If SCSL prosecutors are able to demonstrate the linkage between Mr. Taylor’s state plunder, diamond trade and mass atrocities, Mr. Taylor will stand as one more example of the proposition that those who are willing to slaughter thousands of innocents are also willing to steal millions of dollars, as Mr. Taylor purportedly did during the conflicts in Liberia and Sierra Leone. Sadly, it seems that the link between war crimes and economic crimes is that one leads to the other. Without money from blood diamonds and other natural resources, Mr. Taylor was limited in what he was able to accomplish. But with supporters, business associates and friends in multiple countries and global financial centers willing to look the other way, Mr. Taylor’s particular brand of evil was able to flourish not just via warfare, but also through financial transactions throughout the world.

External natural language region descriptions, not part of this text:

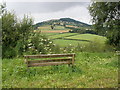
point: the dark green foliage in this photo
(14, 34)
(38, 44)
(105, 16)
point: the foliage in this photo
(105, 16)
(38, 44)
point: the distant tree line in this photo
(106, 20)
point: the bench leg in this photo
(73, 66)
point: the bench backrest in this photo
(53, 61)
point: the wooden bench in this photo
(52, 59)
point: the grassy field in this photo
(62, 35)
(92, 70)
(64, 43)
(89, 37)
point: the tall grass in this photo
(91, 70)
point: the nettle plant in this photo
(39, 44)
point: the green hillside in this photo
(63, 22)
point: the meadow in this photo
(92, 69)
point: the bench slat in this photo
(51, 60)
(49, 63)
(48, 56)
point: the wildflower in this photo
(29, 47)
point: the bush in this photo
(38, 44)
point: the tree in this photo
(105, 17)
(14, 33)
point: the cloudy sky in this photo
(42, 11)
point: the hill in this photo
(67, 22)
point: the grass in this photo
(90, 37)
(91, 70)
(64, 43)
(62, 35)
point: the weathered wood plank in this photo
(48, 63)
(51, 60)
(48, 55)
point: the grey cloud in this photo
(42, 7)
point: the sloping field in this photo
(64, 43)
(62, 35)
(89, 37)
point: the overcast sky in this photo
(42, 11)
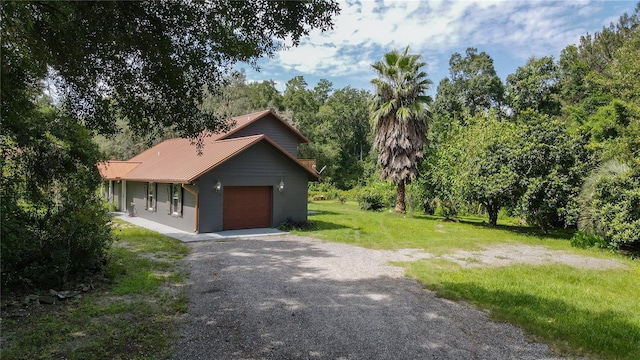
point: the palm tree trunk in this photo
(400, 204)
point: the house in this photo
(247, 177)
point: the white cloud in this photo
(366, 29)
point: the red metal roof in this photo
(114, 170)
(178, 161)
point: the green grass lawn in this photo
(131, 316)
(577, 311)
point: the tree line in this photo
(557, 143)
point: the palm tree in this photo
(399, 118)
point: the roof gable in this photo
(243, 121)
(177, 160)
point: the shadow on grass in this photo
(322, 225)
(606, 333)
(323, 212)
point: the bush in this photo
(289, 224)
(54, 227)
(326, 191)
(371, 201)
(375, 196)
(610, 205)
(583, 240)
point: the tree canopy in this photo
(147, 62)
(399, 116)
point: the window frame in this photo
(175, 199)
(152, 196)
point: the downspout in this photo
(110, 194)
(197, 210)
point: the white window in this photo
(176, 199)
(151, 196)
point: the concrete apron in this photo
(186, 236)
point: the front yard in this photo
(130, 312)
(581, 302)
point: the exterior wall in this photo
(116, 194)
(137, 193)
(274, 129)
(260, 165)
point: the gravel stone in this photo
(291, 297)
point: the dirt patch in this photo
(504, 255)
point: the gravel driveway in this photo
(290, 297)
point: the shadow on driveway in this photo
(292, 297)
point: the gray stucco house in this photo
(247, 177)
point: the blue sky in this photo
(509, 31)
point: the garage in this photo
(246, 207)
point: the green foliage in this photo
(614, 131)
(472, 86)
(53, 224)
(135, 315)
(375, 196)
(132, 60)
(610, 205)
(589, 312)
(551, 164)
(583, 240)
(534, 86)
(326, 191)
(399, 116)
(291, 225)
(486, 170)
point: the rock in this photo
(68, 294)
(47, 300)
(30, 299)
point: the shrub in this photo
(610, 205)
(289, 224)
(583, 240)
(371, 201)
(375, 196)
(325, 191)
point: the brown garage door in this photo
(246, 207)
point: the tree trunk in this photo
(400, 205)
(542, 224)
(493, 210)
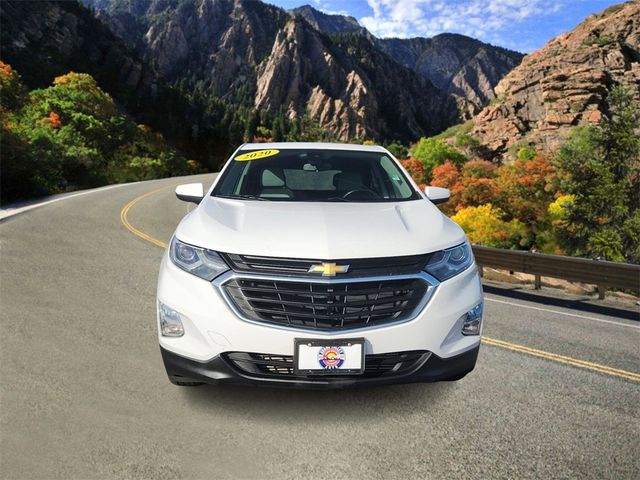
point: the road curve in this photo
(84, 393)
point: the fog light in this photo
(170, 321)
(472, 321)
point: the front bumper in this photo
(213, 329)
(220, 370)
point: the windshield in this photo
(308, 175)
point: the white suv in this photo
(320, 265)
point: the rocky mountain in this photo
(462, 66)
(45, 39)
(208, 73)
(328, 23)
(564, 84)
(249, 52)
(459, 65)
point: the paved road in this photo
(84, 394)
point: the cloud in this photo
(493, 21)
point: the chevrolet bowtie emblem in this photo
(329, 269)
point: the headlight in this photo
(450, 262)
(170, 321)
(205, 264)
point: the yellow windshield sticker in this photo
(256, 155)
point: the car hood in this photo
(321, 231)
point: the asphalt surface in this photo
(84, 393)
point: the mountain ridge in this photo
(564, 84)
(459, 65)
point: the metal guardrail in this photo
(595, 272)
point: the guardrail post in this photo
(601, 291)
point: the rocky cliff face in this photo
(565, 83)
(250, 52)
(45, 39)
(327, 23)
(459, 65)
(351, 88)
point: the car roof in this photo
(313, 146)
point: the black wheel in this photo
(184, 381)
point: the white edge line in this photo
(11, 211)
(602, 320)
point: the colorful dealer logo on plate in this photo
(331, 357)
(256, 155)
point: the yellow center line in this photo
(139, 233)
(554, 357)
(596, 367)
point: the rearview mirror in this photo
(191, 192)
(437, 194)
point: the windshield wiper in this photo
(242, 197)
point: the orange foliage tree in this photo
(415, 169)
(526, 188)
(477, 184)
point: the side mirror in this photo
(191, 192)
(437, 194)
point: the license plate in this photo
(329, 357)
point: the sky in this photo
(522, 25)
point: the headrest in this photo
(347, 180)
(273, 178)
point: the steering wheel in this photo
(367, 192)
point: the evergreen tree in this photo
(599, 168)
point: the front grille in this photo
(359, 267)
(326, 306)
(375, 365)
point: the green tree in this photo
(433, 152)
(600, 168)
(398, 150)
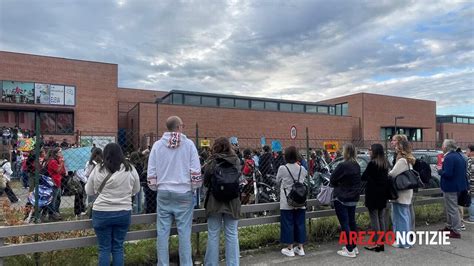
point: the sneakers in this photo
(288, 252)
(299, 251)
(346, 253)
(453, 234)
(395, 245)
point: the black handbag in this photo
(464, 198)
(410, 179)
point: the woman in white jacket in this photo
(111, 213)
(401, 217)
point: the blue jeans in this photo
(346, 216)
(232, 251)
(401, 219)
(471, 211)
(292, 226)
(111, 228)
(180, 207)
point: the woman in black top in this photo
(346, 183)
(376, 176)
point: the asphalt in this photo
(459, 252)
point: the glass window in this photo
(323, 109)
(345, 109)
(271, 106)
(226, 102)
(209, 101)
(285, 107)
(177, 98)
(240, 103)
(65, 123)
(311, 109)
(48, 123)
(167, 99)
(192, 99)
(298, 108)
(260, 105)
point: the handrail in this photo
(50, 245)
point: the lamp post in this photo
(396, 118)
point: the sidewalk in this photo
(460, 252)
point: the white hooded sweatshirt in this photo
(174, 164)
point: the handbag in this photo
(410, 179)
(464, 198)
(91, 204)
(325, 195)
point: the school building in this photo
(80, 101)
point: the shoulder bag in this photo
(102, 185)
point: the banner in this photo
(42, 93)
(70, 95)
(56, 95)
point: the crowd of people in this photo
(172, 170)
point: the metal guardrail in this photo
(60, 244)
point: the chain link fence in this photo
(46, 186)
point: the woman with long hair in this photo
(376, 175)
(111, 212)
(401, 215)
(221, 212)
(346, 182)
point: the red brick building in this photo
(77, 99)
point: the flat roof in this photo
(242, 97)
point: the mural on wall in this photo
(18, 92)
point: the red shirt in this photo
(56, 172)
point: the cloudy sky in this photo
(303, 50)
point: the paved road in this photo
(460, 252)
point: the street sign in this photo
(293, 132)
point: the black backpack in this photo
(225, 181)
(423, 169)
(298, 193)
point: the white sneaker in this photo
(288, 252)
(346, 253)
(356, 250)
(298, 251)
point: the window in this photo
(226, 102)
(177, 98)
(192, 100)
(240, 103)
(345, 109)
(285, 107)
(311, 109)
(209, 101)
(298, 108)
(271, 106)
(323, 109)
(259, 105)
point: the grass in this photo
(251, 238)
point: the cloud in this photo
(306, 50)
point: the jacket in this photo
(117, 192)
(174, 164)
(212, 205)
(453, 173)
(377, 185)
(346, 182)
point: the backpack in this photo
(424, 170)
(298, 193)
(225, 182)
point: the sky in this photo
(296, 50)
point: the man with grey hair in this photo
(174, 171)
(453, 181)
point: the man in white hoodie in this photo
(174, 171)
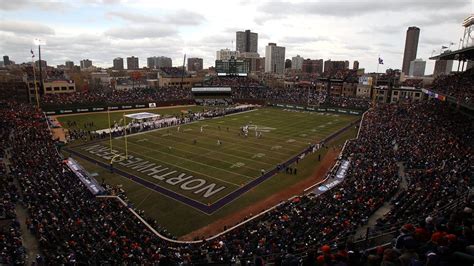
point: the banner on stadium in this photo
(332, 182)
(85, 177)
(307, 108)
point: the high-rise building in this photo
(118, 63)
(163, 61)
(411, 47)
(313, 66)
(132, 63)
(274, 59)
(44, 64)
(226, 54)
(253, 60)
(86, 63)
(158, 61)
(151, 62)
(246, 41)
(355, 66)
(6, 60)
(297, 62)
(69, 64)
(333, 66)
(195, 64)
(443, 67)
(417, 68)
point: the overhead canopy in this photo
(461, 54)
(143, 115)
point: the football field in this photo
(207, 165)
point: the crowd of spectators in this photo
(137, 95)
(458, 85)
(12, 251)
(433, 142)
(243, 88)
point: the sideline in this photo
(243, 222)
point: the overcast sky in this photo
(101, 30)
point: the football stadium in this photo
(250, 161)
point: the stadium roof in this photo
(143, 115)
(465, 53)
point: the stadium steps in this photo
(29, 241)
(362, 231)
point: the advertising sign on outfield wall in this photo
(307, 108)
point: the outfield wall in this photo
(100, 107)
(318, 109)
(308, 150)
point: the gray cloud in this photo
(143, 31)
(107, 2)
(354, 8)
(184, 17)
(32, 4)
(133, 17)
(25, 27)
(301, 40)
(181, 17)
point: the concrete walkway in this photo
(29, 241)
(361, 232)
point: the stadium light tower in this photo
(468, 37)
(39, 43)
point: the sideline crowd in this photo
(433, 142)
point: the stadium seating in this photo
(433, 142)
(458, 85)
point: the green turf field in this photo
(192, 164)
(101, 119)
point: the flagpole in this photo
(378, 64)
(34, 77)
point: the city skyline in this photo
(112, 28)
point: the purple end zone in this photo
(208, 209)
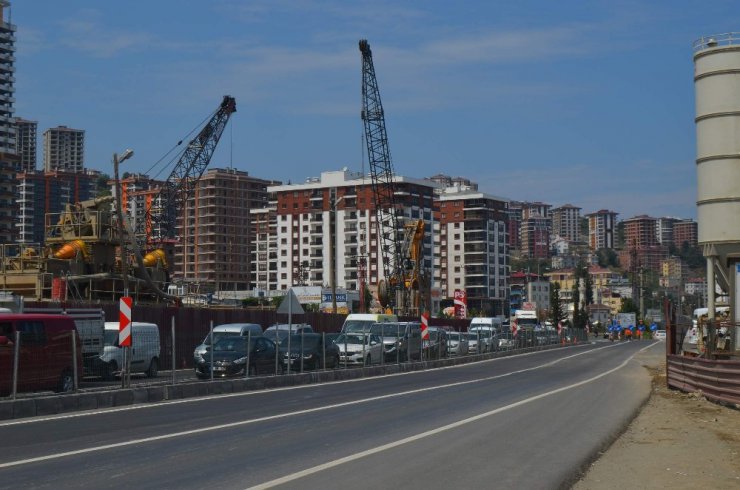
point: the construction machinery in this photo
(403, 290)
(83, 252)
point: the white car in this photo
(359, 349)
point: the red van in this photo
(46, 356)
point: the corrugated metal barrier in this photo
(717, 380)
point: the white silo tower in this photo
(717, 85)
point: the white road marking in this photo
(283, 415)
(416, 437)
(104, 411)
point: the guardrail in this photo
(715, 40)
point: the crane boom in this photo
(180, 185)
(381, 173)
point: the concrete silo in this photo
(717, 85)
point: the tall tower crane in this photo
(180, 184)
(401, 257)
(157, 227)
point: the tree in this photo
(557, 314)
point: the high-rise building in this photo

It is because of the global nature of such illicit financial transactions and transfers in plundered assets that Robert Zoellick, president of the World Bank, and Ban Ki-moon, secretary-general of the United Nations, formed the Stolen Asset Recovery (StAR) Initiative. By assisting governments in their efforts to recover the proceeds of grand corruption, StAR serves as one more element in the fight against impunity, as it helps ensure that there are no safe havens for stolen assets. Thus, while tribunals such as SCSL are important institutions for holding perpetrators of war crimes responsible for their actions, recovering stolen financial assets is another important means of targeting those who act as financial enablers, thereby helping end the impunity for such crimes.

Miss Campbell’s story demonstrates that one does not need to be an international prosecutor, United Nations diplomat or World Bank official to find oneself in a position to help fight the impunity that so often is associated with war crimes and economic crimes. The supermodel, no stranger to courtrooms herself, likely never imagined that a dinner invitation from Mr. Mandela would land her on the witness stand in The Hague. But now, in an unlikely twist of fate, Miss Campbell has the unique opportunity to provide testimony that might help demonstrate that Mr. Taylor used blood diamonds for his own personal enrichment and to further the destruction he helped orchestrate in Africa.

Let us hope the supermodel recognizes the gravity of the role she is about to play in international justice and the fight against impunity and carries out her duties accordingly. As it was said by Edmund Burke, “All that is necessary for the triumph of evil, is that good men do nothing.”

Mark V. Vlasic is an adjunct professor of law at Georgetown University and partner at Ward & Ward PLLC, where he serves as international legal adviser to the Charles Taylor/Liberia Asset Recovery Team.